Benefits for Consumers

  • Interaction with Brand: A smart package makes the experience of consuming a product memorable and helps consumers connect with the brand, thereby achieving consumer delight. Also, by helping consumers engage with the brand, they provide visibility to it. Today, customers want more than a product—they want a personalized, unique experience.

    Candy maker PEZ has integrated augmented reality (AR) codes in candy wrappers. Using these codes, consumers can unlock mobile games that correspond with an accompanying PEZ Play app.
    Another example is a series of special-edition collectible cans by PepsiCo’s Global Design Team and the creators of the movie Black Panther. The magnetic cartons are embedded with fully printed HiLight Smart LEDs that light up when activated to reveal scripts from the movie.
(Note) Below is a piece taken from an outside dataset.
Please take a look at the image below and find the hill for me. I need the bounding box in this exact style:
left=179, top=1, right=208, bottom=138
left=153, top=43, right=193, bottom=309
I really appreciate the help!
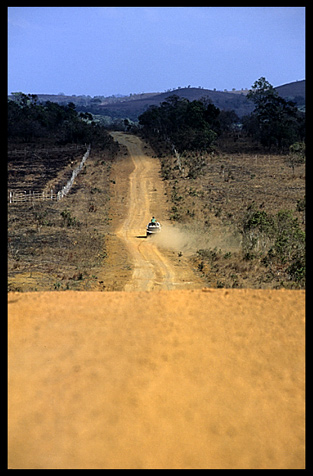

  • Traceability With the help of connected packages, customers can trace the journey of a product from farm to fork. Access to crucial information such as this is key in building loyalty and trust among customers.

    McDonald Australia’s AR app TrackMyMacca’s uses image recognition software, which links its products to GPS and a database. By scanning the package, customers can obtain information on where the ingredients of the product originated.

    Camperdown Dairy’s infant formula tins come with labels with QR codes that can be read by smartphones. Using the codes, consumers are able to trace the product across stages of the supply chain. This is very reassuring to the consumers, who are the parents of infants.

  • Dissemination of Information: Connected packaging does away with the need to give extensive information on the labels of products. With IoT-enabled packages, users can scan and access relevant information and other content as and when required.

    Indola, a company selling hairstyling products, developed NFC-enabled packaging for some of its products. The technology connects consumers to webpages offering product information and how-to videos from celebrity ambassadors, among others.

  • Authenticity of Premium Product: Brands that charge a premium need to ensure that the authenticity of their products is guaranteed and customers are protected from counterfeits.

    Hopsy, a local craft beer marketplace and beer delivery service in the US, integrated NFC technology in the labels of its craft beers. These labels can be read by tapping a smartphone on them and are capable of detecting if a product is factory-sealed or has been opened. The labels also provide other information related to breweries where the beer originated, product videos, etc. All these guarantee authenticity of the product.

Given the numerous use cases of connected packaging across industries and product lines, the big question is, is it here to stay in the long term.

While it has gained a lot of traction at C-suite level in companies and attracted significant investment, the rate at which connected packaging will take over depends on the cost of the technology used in its applications and returns on investment. The more sophisticated technologies such as active RFIDs and geo-location tagging used to make packages intelligent and interactive are expensive, while simple bar codes, NFC tags are relatively affordable. Companies need to first figure out the consumer problems (traceability, authenticity, brand interaction, etc.) connected package solves and not just jump on to the IoT bandwagon. This would help them bring real value to consumers, generate returns, and pave the way further for connected packaging.